Winter’s here, and so is my usual struggle with darkness and cold. That means having to make big changes to how I keep fit and how I train for next season’s races.

The bottom line is that I really dislike running outdoors in the winter. I can do it, no question. Years ago, when I lived in Sudbury, Ontario, I ran outside every day in temperatures that went down to -40C (-40F) for days on end. To be fair, Sudbury winters usually meant bright sunshine and clean snow – and I was a lot younger then. More recently, I’ve run all through the winter here in Mississauga, where it’s more likely to be just damp and messy.

Just because I can do it doesn’t mean I have to like it.

Running to me means freedom. I don’t feel free when I’m encased in layers of clothing, bracing myself against biting winds, and anxious about icy sidewalks and roadways. I crave sunlight and heat, not darkness and cold. Winter to me is like being buried alive. Winter to me is about entropy, about dying. I look forward to spring, and I long for summer.

It’s said that our toughest enemies are our greatest teachers. I have a tough time learning from winter, because it scares me. But I’m doing it.

I know that next Tuesday, December 21, is the winter solstice, the very midpoint of winter. It’ll be the shortest day and longest night of the year – and the next day will have more daylight. So will the next day. And the next. Spring will be on its way.

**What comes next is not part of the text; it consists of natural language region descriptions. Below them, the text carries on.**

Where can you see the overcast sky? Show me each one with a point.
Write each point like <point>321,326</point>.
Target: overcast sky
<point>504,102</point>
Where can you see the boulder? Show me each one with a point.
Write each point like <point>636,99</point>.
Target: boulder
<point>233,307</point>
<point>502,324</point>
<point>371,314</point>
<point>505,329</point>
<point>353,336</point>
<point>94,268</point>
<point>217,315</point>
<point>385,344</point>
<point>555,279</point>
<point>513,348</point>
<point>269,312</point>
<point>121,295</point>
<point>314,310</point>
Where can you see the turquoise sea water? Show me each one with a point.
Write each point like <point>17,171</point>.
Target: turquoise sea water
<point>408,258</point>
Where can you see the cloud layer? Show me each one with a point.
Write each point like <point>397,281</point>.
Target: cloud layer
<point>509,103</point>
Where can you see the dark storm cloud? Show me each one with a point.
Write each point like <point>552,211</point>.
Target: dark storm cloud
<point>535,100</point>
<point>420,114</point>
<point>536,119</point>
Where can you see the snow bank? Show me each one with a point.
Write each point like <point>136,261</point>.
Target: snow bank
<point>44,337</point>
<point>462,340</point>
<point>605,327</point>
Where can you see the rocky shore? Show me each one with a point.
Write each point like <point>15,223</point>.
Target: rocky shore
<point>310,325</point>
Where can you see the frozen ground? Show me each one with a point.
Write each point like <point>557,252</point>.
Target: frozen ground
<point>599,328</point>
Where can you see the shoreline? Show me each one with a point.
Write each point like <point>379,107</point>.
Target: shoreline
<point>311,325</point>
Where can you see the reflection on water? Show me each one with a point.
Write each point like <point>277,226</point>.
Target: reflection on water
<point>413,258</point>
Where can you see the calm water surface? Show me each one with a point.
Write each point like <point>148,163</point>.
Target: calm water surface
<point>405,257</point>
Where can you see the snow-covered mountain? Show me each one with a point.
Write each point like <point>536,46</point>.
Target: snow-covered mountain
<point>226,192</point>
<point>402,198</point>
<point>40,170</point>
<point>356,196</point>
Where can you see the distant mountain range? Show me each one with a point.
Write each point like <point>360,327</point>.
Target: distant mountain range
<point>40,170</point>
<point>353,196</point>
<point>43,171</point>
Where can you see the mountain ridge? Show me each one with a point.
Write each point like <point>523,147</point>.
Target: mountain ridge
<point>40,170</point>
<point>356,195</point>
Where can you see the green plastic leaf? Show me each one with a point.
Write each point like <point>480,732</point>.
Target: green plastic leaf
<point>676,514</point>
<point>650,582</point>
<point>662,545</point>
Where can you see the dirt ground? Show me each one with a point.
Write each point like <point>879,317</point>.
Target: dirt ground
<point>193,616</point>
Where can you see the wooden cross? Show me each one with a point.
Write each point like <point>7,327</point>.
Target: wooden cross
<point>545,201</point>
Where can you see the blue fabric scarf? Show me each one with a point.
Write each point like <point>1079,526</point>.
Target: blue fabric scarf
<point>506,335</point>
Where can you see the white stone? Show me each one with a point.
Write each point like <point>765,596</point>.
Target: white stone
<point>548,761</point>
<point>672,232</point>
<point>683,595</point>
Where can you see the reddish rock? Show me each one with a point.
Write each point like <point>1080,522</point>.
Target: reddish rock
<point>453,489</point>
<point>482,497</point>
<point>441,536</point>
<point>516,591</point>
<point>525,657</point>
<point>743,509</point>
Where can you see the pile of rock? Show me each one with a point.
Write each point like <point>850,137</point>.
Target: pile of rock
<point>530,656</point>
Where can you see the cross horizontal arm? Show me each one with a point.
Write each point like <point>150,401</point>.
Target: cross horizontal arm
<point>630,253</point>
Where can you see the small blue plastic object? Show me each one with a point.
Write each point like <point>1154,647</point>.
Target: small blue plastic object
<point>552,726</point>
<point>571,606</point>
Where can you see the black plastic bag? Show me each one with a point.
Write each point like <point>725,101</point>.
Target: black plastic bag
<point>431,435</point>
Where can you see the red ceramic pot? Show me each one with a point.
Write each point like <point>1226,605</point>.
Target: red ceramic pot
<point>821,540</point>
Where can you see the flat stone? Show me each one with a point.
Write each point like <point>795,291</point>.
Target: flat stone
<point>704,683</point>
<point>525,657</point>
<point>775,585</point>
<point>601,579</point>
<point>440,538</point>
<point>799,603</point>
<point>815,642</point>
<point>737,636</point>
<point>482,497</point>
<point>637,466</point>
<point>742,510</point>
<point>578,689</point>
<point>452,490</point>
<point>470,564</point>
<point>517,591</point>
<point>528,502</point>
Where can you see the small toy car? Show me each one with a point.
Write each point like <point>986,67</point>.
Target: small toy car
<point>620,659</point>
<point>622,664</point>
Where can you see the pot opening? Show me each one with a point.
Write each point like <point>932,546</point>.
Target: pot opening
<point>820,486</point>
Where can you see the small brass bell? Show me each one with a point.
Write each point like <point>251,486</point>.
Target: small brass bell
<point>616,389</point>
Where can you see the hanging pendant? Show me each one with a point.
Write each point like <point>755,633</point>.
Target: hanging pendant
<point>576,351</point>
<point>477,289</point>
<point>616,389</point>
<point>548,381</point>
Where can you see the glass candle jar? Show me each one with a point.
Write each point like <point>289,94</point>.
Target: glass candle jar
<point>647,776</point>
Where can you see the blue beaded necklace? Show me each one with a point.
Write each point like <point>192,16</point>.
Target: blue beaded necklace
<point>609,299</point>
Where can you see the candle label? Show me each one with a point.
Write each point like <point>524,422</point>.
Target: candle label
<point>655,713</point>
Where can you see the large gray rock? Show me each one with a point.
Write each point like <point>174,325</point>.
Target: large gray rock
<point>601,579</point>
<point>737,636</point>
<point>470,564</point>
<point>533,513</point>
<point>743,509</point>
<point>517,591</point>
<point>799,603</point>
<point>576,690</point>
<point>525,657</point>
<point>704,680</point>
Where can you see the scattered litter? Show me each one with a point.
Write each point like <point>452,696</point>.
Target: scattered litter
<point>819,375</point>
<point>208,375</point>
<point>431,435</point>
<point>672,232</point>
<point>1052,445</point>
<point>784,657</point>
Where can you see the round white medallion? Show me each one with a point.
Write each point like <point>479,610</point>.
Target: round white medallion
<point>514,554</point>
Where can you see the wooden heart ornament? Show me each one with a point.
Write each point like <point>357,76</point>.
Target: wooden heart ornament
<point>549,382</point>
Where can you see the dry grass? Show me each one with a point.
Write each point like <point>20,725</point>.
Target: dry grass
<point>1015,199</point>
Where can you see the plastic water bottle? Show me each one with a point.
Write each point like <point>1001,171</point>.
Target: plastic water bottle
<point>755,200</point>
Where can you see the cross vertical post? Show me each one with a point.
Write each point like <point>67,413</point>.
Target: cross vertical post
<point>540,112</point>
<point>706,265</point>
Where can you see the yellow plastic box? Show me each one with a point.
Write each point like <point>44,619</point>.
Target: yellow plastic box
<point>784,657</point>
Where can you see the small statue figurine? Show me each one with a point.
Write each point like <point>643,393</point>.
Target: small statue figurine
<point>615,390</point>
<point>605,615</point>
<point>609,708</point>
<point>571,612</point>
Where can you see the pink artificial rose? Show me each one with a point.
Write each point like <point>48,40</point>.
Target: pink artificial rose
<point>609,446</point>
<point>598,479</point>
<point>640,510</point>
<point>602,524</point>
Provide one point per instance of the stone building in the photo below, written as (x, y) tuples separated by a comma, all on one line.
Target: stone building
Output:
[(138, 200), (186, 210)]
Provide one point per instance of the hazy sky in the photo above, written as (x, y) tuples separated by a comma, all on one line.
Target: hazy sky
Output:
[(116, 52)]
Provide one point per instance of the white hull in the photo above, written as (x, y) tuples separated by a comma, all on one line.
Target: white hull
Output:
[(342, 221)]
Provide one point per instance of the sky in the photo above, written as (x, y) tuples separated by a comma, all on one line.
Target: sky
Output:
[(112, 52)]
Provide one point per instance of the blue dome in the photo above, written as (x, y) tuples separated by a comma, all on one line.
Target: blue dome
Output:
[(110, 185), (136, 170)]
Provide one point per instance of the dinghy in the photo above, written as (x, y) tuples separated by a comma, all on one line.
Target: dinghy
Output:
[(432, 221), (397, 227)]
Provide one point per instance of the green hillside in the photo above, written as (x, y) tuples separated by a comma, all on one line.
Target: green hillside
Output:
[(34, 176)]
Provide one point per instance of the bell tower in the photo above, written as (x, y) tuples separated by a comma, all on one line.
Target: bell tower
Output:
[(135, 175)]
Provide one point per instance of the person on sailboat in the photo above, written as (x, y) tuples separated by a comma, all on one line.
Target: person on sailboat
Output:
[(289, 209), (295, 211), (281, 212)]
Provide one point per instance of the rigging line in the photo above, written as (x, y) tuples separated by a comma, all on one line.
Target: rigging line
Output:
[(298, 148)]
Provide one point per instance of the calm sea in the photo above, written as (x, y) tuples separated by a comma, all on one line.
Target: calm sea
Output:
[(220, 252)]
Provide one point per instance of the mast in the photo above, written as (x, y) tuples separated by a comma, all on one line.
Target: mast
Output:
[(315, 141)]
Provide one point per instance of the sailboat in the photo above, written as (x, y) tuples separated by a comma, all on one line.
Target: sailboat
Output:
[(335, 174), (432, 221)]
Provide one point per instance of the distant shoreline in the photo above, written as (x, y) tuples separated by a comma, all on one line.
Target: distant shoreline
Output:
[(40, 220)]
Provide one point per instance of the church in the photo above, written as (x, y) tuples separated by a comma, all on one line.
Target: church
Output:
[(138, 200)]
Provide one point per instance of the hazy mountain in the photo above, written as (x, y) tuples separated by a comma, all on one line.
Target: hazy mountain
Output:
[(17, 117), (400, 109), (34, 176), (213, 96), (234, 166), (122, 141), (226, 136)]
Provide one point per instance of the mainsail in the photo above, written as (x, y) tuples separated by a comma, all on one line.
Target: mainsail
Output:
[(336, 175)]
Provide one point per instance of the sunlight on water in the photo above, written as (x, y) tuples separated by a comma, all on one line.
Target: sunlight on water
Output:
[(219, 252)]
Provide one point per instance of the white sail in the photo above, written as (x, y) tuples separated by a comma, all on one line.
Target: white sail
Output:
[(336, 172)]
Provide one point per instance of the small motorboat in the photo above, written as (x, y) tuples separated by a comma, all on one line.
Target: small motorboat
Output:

I’ve adapted my training to deal with the dark, cold mornings when I don’t want to run outside. I run on the treadmill. I do more strength training. I do water running. I save my outdoor runs for Sundays, when I can wait until the sun has come up and temperatures may be a little milder.

In 2007, I broke the back of winter by spending the first week of February at Punta Cana in the Dominican Republic. I spent each morning lying on the beach, like a lizard on a rock, and in the afternoons I walked the length of the 36K long beach. (If I do it again – which I plan to – I’ll substitute running for walking.) When my week on the beach was over, I came back to Canada feeling that winter’s end was truly in sight.

Basically, though, I simply hunker down and try not to whine too much. It’s not easy, as you can tell, but I try.



  1. I thought I would try to be a tough guy and tackle the snow on a regular basis, but it’s hard. I’m glad that you’re whining a little… it make me feel better about being a wimp. 🙂

  2. Hope this winter is not too tough on you. As much as I like playing in the snow, I don’t really miss living in northern latitudes, and that’s where I lived for most of my life. It wasn’t even the cold, it was lack of light during the day.
    Your winter survival plan looks good even the water running part (I really don’t like water running).

    1. I agree, Ewa. It’s the lack of light which is toughest. That’s why solstice and solstice celebrations, where there’s some recognition of light in the darkness, are becoming more important to me.

      I think I might light a candle or two on December 21!